| 
  И.А. Гончаров принадлежит к тем писателям, для 
которых принципиально важен выбор имени героя, служащего одним из 
ключевых слов текста и выражающего обычно символические смыслы. В прозе 
Гончарова имена собственные последовательно выступают как важное 
характерологическое средство, включаются в систему сопоставлений и 
противопоставлений, организующих художественный текст на разных его 
уровнях, служат ключом к подтексту произведения, выделяют его 
мифологический, фольклорный и др. планы.
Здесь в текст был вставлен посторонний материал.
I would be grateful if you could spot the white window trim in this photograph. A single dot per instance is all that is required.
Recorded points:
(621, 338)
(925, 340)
Эти особенности стиля писателя 
ярко проявились в романе «Обломов». 
  В тексте романа противопоставляются две группы имен 
собственных: 1) широко распространенные имена и фамилии со стертой 
внутренней формой, представляющие собой, по определению самого автора, 
только «глухое отзвучие», ср.: Его многие называли Иваном Иванычем, 
другие — Иваном Васильевичем, третьи — Иваном Михайловичем. Фамилию его 
называли тоже различно: одни говорили, что он Иванов, другие звали 
Васильевым или Андреевым, третьи думали, что он Алексеев... Весь этот 
Алексеев, Васильев, Андреев или как хотите есть какой-то неполный, безличный намек на людскую массу, глухое отзвучие, неясный ее отблеск, и 2) «значащие» имена и фамилии, мотивированность которых обнажается в тексте: так, фамилия Махов соотносится с фразеологизмом «махнуть на все рукой» и сближается с глаголом «подмахнуть»; фамилия Затертый мотивируется глаголом «затереть» в значении «замять дело», а фамилия Вытягушин —
 глаголом «вытягивать» в значении «обирать». «Говорящие» фамилии 
чиновников, таким образом, непосредственно характеризуют их 
деятельность. В эту же группу входит фамилия Тарантьев, которая мотивируется диалектным глаголом «тарантить» ('говорить бойко, резво, скоро, торопливо, тараторить'; ср. обл. таранта — 'бойкий и резкий 
говорун'). Такая интерпретация фамилии «бойкого и хитрого», по оценке 
Гончарова, героя поддерживается прямой авторской характеристикой: Движения
 его были смелы и размашисты; говорил он громко, бойко и всегда сердито;
 если слушать в некотором отдалении, точно будто три пустые телеги едут 
по мосту. Имя же Тарантьева — Михей — обнаруживает несомненные 
интертекстуальные связи и отсылает к образу Собакевича, а также к 
фольклорным персонажам (прежде всего к образу медведя) — не случайно в 
описании этого персонажа упоминается «сказка». 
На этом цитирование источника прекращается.